Un autre processus sans relations avec des groupes ou organisations d’opposition eut lieu le 3 octobre dernier: une opération policière violente laissa un bilan de six morts (4 personnes ayant été exécutées selon les témoignages des habitants), 17 blessés et 36 personnes arrêtées ; presque tous étaient des habitants de l’ejido Miguel Hidalgo, situé dans la municipalité de La Trinitaria, Chiapas. Depuis septembre , les « ejidatarios » (propriétaires des terres communales) avaient occupé les ruines de Chincultik qui se trouvent face à leur communauté, après avoir décidé que l’ejido administrerait désormais ce site archéologique maya. Le gouvernement du Chiapas reconnut qu’il n’existait pas de mandat pour réaliser cette opération. Suite à ces faits, le Congrès de l’état approuva à l’unanimité un protocole dans les cas d’expulsions afin de règlementer l’utilisation de la force publique.
La Commission Civile Internationale d’Observation pour les Droits humains (CCIODH) affirma que ce cas était un exemple de la politique gouvernementale qui criminalise la protestation sociale, délègue la solution politique et de dialogue des conflits et cherchent à cacher la responsabilité institutionnelle avec des indemnités. Le Centre des Droits humains Fray Bartolomé de las Casas manifesta par ailleurs qu’il « existe un grand risque que le massacre de Chinkultic, comme beaucoup d’autres, reste impuni et que la sanction des responsables se limite à des fonctionnaires de bas niveau ».

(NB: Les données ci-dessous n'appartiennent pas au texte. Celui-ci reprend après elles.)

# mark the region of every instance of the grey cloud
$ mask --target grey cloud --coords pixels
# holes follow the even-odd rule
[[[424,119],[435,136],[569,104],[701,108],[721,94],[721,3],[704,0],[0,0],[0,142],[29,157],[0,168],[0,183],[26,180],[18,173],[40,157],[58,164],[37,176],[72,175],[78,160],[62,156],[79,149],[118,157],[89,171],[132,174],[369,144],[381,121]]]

En septembre, l’Armée Zapatiste de Libération Nationale (EZLN) annonça la réalisation du Premier Festival pour la Dignité en Colère qui fut célébré durant la dernière semaine de décembre et les premiers jours de janvier 2009, à Mexico et au Chiapas. Le communiqué expliquait: « Le dégoût provoqué par le cynisme et l’incompétence de la classe politique traditionnelle s’est transformé en rage. Parfois, de cette rage naît l’espoir d’un changement par les moyens habituels et doit faire face soit avec la désillusion qui immobilise soit avec la force arbitraire qui tyrannise (…) Mais aussi, parfois, tant de fois qu’elles nous arrachent un sourire, les rages cherchent leurs propres chemins, de nouveaux chemins, d’autres chemins. Et le « non » qui les a provoqué non seulement résiste, il commence aussi à proposer et à croître ».